Ben bir daha bu ekip konusunda yazmayı düşünmüyorum! Dinlemekten de, yazmaktan da içime fenalık geldi.
VEDA'YA TAVSİYE, KİPA'YA UYARI
Hazır önümüz hafta sonuyken, havanın da henüz düzelmeye niyeti yokken, Veda'ya gitmenizi önermek istiyorum. Yaverinin gözünde çocukluğundan, dünya liderliğine Mustafa Kemal Atatürk… Oyuncular, görsellik çok etkileyici… Anlatılan hikaye ise aslında hepimizin bildiği ama yine ve yeniden dinleyip gururumuzu kabarttığı tarzda…
***
Bu arada KİPA yöneticileri mi artık, sinema işletmecileri mi film seslerinin birbirine karışımasına bir çare bulsun. Veda'nın en duygusal anında Ata Demirel'in yan salonda gösterimde olan oynak film müziği tam bir rezalet!
Bu durumun aylardır devam ettiğini öğrendiğimde ise daha büyük şaşkınlık yaşadım. Demek ki akın akın Silivri'nin tek sinema salonuna giden izleyicilere saygı sıfır. KİPA bunu kendine yakıştırmış anlaşılan, ben yakıştıramadım ve durumun düzeltilmesi umuduyla yazmadan geçemedim.
KARAKAŞ'IN YÖNTEMİ
Esnaf ve Sanatkarlar Odası Adaylarının yarışına öyle bir kaptırmışız ki kendimizi, oda yönetimi de belirlenince sudan çıkmış balığa döndük.

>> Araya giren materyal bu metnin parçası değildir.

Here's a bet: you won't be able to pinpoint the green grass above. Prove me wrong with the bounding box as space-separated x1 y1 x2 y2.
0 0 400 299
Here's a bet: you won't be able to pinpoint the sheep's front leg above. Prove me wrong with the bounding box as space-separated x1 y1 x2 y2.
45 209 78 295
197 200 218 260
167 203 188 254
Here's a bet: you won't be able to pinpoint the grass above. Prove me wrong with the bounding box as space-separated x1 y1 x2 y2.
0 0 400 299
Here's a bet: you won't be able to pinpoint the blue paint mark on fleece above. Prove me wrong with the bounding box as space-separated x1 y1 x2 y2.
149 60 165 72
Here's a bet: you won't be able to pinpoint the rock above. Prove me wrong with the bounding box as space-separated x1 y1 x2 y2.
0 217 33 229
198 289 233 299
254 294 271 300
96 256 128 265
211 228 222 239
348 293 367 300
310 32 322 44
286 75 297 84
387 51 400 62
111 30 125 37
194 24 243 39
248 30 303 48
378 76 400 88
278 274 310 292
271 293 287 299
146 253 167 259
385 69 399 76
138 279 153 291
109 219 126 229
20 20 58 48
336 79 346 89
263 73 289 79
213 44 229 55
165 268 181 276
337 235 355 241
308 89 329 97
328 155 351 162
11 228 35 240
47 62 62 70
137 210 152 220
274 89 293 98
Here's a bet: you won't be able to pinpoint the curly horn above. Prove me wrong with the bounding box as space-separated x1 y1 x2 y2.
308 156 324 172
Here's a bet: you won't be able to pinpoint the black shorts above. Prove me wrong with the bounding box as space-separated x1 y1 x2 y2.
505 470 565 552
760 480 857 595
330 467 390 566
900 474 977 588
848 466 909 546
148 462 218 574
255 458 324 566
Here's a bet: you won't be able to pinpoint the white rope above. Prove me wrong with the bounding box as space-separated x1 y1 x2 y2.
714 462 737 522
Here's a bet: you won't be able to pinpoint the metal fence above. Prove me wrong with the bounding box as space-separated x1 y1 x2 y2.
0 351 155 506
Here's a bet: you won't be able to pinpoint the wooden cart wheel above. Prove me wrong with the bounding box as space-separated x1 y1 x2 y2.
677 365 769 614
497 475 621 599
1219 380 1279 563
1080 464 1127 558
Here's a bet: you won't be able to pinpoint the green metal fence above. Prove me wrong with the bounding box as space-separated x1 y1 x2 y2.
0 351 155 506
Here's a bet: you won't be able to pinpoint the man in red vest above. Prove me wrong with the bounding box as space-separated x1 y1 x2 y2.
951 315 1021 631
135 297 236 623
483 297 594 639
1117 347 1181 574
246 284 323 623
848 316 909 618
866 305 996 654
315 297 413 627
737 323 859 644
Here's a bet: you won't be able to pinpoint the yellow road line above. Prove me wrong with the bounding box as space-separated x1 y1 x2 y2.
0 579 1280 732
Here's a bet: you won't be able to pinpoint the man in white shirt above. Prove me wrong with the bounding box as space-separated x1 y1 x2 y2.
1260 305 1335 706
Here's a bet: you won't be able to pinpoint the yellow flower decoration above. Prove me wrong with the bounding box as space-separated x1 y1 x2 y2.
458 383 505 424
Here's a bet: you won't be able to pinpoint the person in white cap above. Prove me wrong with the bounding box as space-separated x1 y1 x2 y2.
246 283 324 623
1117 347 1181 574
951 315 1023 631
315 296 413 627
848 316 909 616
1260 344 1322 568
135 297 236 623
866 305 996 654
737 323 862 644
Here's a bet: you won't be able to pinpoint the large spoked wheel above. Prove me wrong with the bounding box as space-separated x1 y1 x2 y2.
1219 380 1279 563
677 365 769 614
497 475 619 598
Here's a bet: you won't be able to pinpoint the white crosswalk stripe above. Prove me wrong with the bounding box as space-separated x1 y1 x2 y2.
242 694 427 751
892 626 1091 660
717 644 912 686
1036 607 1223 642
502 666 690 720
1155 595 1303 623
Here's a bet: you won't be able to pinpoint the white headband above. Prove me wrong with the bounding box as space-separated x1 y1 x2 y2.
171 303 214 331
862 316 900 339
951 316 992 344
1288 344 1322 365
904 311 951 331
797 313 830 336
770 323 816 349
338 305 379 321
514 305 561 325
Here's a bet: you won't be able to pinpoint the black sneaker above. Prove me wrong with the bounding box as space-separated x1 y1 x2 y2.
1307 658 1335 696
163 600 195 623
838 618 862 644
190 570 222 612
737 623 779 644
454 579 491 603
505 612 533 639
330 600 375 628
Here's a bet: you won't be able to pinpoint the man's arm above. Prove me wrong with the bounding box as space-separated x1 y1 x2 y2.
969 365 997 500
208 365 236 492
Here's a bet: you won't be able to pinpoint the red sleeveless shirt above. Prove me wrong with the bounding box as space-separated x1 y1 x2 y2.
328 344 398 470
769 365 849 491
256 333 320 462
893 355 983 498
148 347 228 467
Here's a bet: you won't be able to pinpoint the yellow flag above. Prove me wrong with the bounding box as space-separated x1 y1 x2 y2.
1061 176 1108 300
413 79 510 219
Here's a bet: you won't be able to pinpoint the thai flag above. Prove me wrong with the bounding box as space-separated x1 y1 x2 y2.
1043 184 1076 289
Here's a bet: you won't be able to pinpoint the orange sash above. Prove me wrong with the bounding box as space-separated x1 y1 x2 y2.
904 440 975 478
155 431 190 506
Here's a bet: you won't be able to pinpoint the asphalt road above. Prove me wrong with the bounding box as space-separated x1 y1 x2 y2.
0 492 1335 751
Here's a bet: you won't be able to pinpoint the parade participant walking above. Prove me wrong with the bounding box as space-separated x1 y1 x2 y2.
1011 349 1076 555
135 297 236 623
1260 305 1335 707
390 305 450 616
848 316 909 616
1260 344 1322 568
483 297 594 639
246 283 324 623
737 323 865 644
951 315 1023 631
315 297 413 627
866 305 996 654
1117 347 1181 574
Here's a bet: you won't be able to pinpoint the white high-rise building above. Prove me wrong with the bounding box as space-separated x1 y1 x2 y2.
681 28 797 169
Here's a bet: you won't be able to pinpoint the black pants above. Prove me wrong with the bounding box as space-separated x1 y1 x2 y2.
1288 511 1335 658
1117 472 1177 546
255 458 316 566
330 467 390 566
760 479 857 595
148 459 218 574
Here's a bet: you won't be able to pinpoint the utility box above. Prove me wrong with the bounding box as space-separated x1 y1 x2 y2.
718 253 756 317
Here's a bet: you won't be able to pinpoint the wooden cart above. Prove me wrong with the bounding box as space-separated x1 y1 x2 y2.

CHP, AKP'nin İlçe Başkanları belirlendi, Esnafın Başkan konusu da gündemden kalktı.
AKP yönetimi ile ilgili kulisler giderek hız kazanıyor. Karakaş'ın ziyaret trafiğine bakılırsa sıkı bir yönetim hazırlığı içerisinde. İkna kabiliyetini hesaba katarsanız, başarma ihtimalinin yüksekliği konusunda da iyi tahminlerde bulunabilirsiniz.
ATEŞ DÜNYADAN GİDİYOR
Abbasi'lerin ünlü halifesi Harun Reşid zamanında yaşamış olan Behlül Dana (VIII. yüzyıl) dönemin evliyasındandı. Zaman zaman aklından zoru olan kimselere has tavırlar takınır, herkes de bundan dolayı kendisini deli sanırdı. Ama bunu maksatlı yapardı. Behlül daima Harun Rediş'in yakınında bulunur, çeşitli sebepler hasıl ederek onu uyarırdı. Bir gün Behlül, üstü başı toz toprak içinde uzun bir yolculuktan gelmiş olmanın belirtileri ile Harun Reşid'in huzuruna çıktı. Harun Reşid sordu:
- Bu ne hal Behlül, nereden geliyorsun?
- Cehennemden geliyorum ey hükümdar.
- Ne işin vardı cehennemde?
- Ateş lazım oldu da ateş almaya gittim.
- Peki, getirdin mi bari?
- Hayır efendim getiremedim. Cehennemin bekçileriyle görüştüm, onlar "Sanıldığı gibi burada ateş bulunmaz, ateşi herkes dünyadan kendisi getirir" dediler.